NBC News ran this rather frank interview with American troops in Iraq on how they deal with the criticism of the war:
They’re right — the “dissent” over the war with Iraq cannot be made without consideration that it actively makes the jobs of our troops harder. The argument that “dissent” is automatically “patriotic” is simply false. If one were to say “Al-Qaeda should win and America should be destroyed” that would certainly be a dissenting view, but only a fool would call it patriotism.
The Iraqis who have risen up against the occupation are not “insurgents” or “terrorists” or “The Enemy.” They are the REVOLUTION, the Minutemen, and their numbers will grow — and they will win. Get it, Mr. Bush?
Anyone who wants to argue that such a view is even remotely patriotic under any rational definition of the word is debasing the meaning of the word into uselessness.
Those who do not support this war cannot support the mission of our troops, are undermining their morale, and are emboldening the enemy. Those are inescapable conclusions that cannot be brushed aside.

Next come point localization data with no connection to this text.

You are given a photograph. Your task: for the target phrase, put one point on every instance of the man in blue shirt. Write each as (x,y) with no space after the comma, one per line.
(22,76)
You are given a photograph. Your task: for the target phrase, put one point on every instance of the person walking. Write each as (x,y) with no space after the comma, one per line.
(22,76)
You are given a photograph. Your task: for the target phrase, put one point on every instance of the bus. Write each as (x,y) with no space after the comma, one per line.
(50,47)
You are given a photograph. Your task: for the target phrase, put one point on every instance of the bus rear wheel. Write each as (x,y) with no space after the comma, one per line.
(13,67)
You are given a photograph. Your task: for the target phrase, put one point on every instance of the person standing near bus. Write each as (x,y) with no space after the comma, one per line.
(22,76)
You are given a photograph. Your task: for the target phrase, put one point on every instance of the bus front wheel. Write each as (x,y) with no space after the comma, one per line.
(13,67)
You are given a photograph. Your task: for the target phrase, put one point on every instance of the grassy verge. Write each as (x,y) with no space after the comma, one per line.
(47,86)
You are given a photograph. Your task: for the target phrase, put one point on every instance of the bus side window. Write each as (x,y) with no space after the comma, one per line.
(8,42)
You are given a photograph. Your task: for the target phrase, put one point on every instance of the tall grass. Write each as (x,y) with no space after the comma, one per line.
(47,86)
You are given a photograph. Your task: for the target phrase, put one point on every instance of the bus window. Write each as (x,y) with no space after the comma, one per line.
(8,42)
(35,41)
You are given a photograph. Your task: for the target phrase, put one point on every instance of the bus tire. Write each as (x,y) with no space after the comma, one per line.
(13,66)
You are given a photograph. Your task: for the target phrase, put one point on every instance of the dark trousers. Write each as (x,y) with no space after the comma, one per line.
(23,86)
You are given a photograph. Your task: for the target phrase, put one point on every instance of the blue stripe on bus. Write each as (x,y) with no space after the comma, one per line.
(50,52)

That doesn’t mean that they can’t argue that the greater good is still being served, but the notion that an antiwar position is at all compatible with full support of the troops is intellectually dishonest.
It’s like saying that one supports the marriage of two friends while actively telling one of the partners to divorce the other. If we want to argue that the mission in Iraq is impossible that failure is inevitable, we’re saying that our troops cannot do the job they were assigned to do. Our troops think Iraq is a winnable conflict — and they’re the ones dodging IEDs and enemy gunfire. If they can support the war under those incredibly trying circumstances either they are hopelessly gullible or far braver than the American body politic. (The antiwar crowd subtly and not-so-subtly intimates the former — witness John Kerry’s statement about being “stuck in Iraq.”)
I maintain it’s the latter. Our troops know the stakes, they have the most involvement in this conflict, and they see things a hell of a lot clearer from the ground in Iraq than we do through the lens of a media that is not neutral on this issue. When political “courage” constitutes saying what’s popular it is clear that one US soldier has more bravery than nearly the entire Congress put together.
The soldier interviewed by NBC is right — if we’re going to support the troops, we can’t divorce ourselves from supporting the mission. We can’t say we support our brave men and women fighting this war while cutting off their reinforcements and constantly impugning their ability and spitting on their mission.